Posted: 30 Oct 2016 Last revised: 13 Apr 2019
Date Written: October 27, 2016
Following an in-depth investigation formally launched in June 2014, the European Commission has recently concluded that Ireland granted tax benefits of up to €13 billion to Apple in violation of the State aid rules. As a result, Ireland must now recover the illegal aid. That decision has been sharply criticized by Jack Lew, the U.S. Treasury Secretary, who believes only the Internal Revenue Service has the right to tax Apple’s foreign income, since most of the company’s research and development took place in the US. However, that is not the way the big EU countries, where sales are made, see things.

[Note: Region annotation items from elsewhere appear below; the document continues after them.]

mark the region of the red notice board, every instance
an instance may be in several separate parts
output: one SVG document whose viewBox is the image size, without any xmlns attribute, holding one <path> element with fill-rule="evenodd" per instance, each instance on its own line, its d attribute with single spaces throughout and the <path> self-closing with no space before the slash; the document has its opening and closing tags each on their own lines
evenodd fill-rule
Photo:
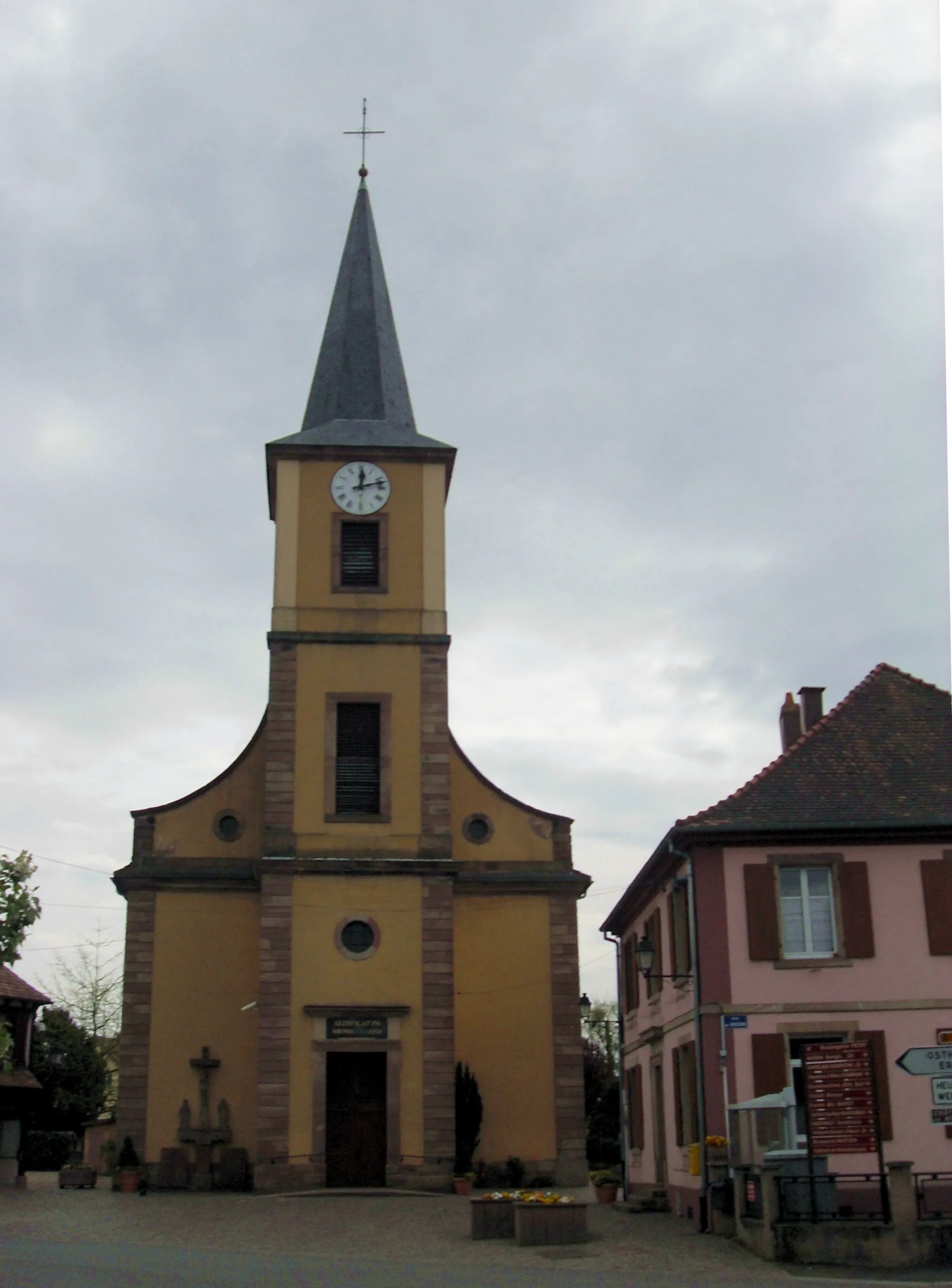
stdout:
<svg viewBox="0 0 952 1288">
<path fill-rule="evenodd" d="M 867 1042 L 804 1048 L 810 1149 L 814 1154 L 875 1154 L 876 1088 Z"/>
</svg>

Who is right? To whom does the income belong? This paper seeks to answer those questions by analyzing the impact of “Check-the-Box” regulations and EU Directives on profit shifting from high-tax countries like the U.K. and Germany to Luxembourg, the Caymans or other jurisdictions with lower or no taxes on certain items of income. Thus, the Apple case might be seen as an attempt to improve source-based taxation of active income, in response to the void that Treasury Department inadvertently or deliberately created in 1996 by weakening subpart F rules at the expense of EU trading partners.